In 2005, Porter gave birth to a girl thanks to artificial insemination. But caring for the infant, changing her diapers, potty training, all of the normal mothering duties, began to wear Porter down. She was projecting the sexual abuse she suffered as a child and young adult onto her daughter.

“I would see myself in her. I felt as though she was being abused. Something in me was being triggered that someone was hurting her,” Porter says. “And I knew as she continued to develop over the years I would continue to be triggered by her.”

Caring for her daughter became increasingly difficult and in 2008 Porter took extreme measures to get her daughter the care she needed. She sent out a message on the MEGA Family Project listserv for gay parents seeking a family to care for her daughter for one year as she worked to get well.

“Six gay families reached out to me. I was overwhelmed with their generosity,” she says.

She interviewed the families and settled on a gay couple (“they were strangers”) to take care of her daughter. The little girl stayed with the family for more than a year while Porter visited when she could.

“The government used to sterilize mentally ill people because it didn’t believe they deserved or were capable of raising children. I plan to do something about that in my lifetime.”

When Porter tried to bring her daughter back into her life, however, her illness again would not al- low her to properly care for her child.

“In 2010 I was not getting any better. I tried to bring my daughter home but the thought put me in deeper crisis. My alter personalities began to act out and began to do dangerous things,” Porter says.
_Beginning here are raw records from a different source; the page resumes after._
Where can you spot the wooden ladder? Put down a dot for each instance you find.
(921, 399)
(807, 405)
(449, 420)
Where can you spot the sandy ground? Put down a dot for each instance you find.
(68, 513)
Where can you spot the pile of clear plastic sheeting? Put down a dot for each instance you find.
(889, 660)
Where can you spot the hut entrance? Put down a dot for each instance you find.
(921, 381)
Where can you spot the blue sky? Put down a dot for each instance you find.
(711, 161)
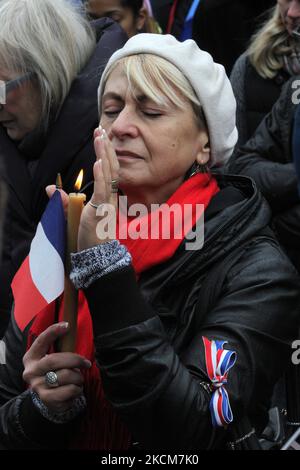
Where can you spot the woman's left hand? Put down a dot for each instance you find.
(94, 221)
(98, 225)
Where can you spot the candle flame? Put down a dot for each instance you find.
(79, 180)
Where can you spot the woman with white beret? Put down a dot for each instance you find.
(189, 329)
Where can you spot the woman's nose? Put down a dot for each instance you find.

Her daughter was also hurting, acting out in school and at home with her foster family she was living with. Her therapist then gave her an ultimatum—it was time to put her daughter up for adoption.

“That was the most devastating conversation I ever participated in,” Porter says. “I love my daughter more than words can express. I chose to have her and I felt I completely failed her. I really felt I betrayed her.”

Porter was fortunate to find an African-American lesbian couple interested in open adoption and wanting to add a young girl to their family. It was the perfect match under the circumstances, Porter says.

“I could not have chosen a better family or community for her to be raised in,” she says. “It was the hardest thing I’ve ever done but I did not want her to wait to have joy in her life.”

Now Porter is working to help other parents living with mental illness understand the options they have.

“Some people like myself can’t raise their children,” she says. But there is no information available about parenting with a mental illness. Removing a child from a family is traumatic for the parent and child and can be avoidable, Porter says, and not all children should be removed permanently from their parents’ care.

“The government used to sterilize mentally ill people because it didn’t believe they deserved or were capable of raising children. I plan to do something about that in my lifetime,” she says.